What are the three additional risks associated with international investment decisions?
- Political Risk - adverse effect from government action or changing political relationships
- Translation Risk - overseas assets reducing in value due to changing currency values
- Economic Risk - company’s economic vlaue falling due to a drop in competitive strength caused by exchange rate movements
What are the three types of financing options for international investments?
- Loan from a local bank - reduces an entities net assets in a foreign currency and reduces net foreign currency inflows.
- Overseas Government Loan - may be offered at a cheaper rate to encourage foreign investment.
- Currency Swap - underwritten by a merchant bank. Involves borrowing in home currency and then swapping with a foreign company.
What is the interrelationship between the three decisions for a high growth company?
- Investment Decision - high levels of capital investment
- Financing Decision - low levels of debt finance
- Dividend Decision - low or zero dividend
What is the interrelationship between the three decisions for a mature company?
- Investment Decision - moderate to low levels of capital investment.

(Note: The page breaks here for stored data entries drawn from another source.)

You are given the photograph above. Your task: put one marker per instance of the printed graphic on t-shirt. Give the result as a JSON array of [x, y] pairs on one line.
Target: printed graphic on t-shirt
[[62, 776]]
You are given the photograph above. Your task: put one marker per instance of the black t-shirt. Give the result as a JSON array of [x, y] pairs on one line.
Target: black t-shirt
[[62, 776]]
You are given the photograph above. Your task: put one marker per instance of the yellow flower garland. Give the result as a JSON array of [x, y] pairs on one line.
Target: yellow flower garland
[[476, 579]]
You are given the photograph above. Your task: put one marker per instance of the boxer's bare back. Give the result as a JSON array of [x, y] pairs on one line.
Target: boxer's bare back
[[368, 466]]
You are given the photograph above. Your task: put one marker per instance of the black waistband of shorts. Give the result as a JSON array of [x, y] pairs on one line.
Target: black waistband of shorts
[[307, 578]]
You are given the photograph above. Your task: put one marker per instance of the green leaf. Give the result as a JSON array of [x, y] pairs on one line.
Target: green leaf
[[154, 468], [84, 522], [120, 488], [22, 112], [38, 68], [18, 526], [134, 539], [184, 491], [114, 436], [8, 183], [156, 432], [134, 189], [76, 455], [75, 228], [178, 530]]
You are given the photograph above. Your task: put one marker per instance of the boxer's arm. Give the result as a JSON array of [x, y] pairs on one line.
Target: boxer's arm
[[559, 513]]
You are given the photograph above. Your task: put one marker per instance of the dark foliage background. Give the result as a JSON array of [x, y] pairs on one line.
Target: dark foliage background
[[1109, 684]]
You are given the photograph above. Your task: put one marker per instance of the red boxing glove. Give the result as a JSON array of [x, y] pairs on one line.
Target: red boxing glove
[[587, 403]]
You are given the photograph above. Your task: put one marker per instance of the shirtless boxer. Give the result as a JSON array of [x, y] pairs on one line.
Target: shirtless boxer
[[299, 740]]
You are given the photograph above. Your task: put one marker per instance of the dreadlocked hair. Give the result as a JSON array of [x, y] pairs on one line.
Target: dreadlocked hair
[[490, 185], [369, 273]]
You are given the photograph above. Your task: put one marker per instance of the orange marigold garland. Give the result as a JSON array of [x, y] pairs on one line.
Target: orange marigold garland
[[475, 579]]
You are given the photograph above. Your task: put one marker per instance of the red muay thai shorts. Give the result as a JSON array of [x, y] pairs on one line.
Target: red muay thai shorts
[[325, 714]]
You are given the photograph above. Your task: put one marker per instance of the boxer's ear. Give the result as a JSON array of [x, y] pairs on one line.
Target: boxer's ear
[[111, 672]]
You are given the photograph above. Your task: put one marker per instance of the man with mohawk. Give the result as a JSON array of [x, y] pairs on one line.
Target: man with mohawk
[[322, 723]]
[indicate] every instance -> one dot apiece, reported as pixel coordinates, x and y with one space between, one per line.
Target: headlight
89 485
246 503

- Financing Decision - high levels of debt finance.
- Dividend Decision - high dividend payouts
Return on Capital Employed
Ratio / formula
(PBIT) /
(Capital Employed)
Capital Employed = Shareholders funds’ + Long-term debt finance
Current Ratio
Current Assets /
Current Liabilities
Dividend Yield
Formula
((Dividend per share) /
(Market Price per share)) * 100
Price/Earnings Ratio (P/E Ratio)
Formula
(Market price per share) /
(EPS)
EPS = Earnings per share
What are the four areas that lenders use to assess an entiites credit worthiness?
- Business Plan - PARTS
- Financial Ratios - Gearing etc.
- Cash Flow Forecasts
- Credit Agencies - lower interest rates given to higher rated companies
How is the Business Plan used to assess credit worthiness?
PARTS
- Purpose - lender assesses if the project is risky
- Amount - relative to the financial resources of the company
- Repayment - at the end of the loan or in installments
- Time Period - longer loans are considered more risky
- Security - securing asets against the loan makes the loan appear less risky
How do regulatory requirements affect financial strategic policy?
- Price Control - regulator agrees the output price with the industry
- Profit Control - regulator agrees the maximum profit the industry can make
- The regulator will also want to promote competition and address any quality and safety concerns
What is Thin Capitalisation?
A company with significantly more debt than equity, far above what they could acheive on their own is considered thinly capitalised.
This is ususally a subsidiary and can achieve excessive tax relief on interest payments.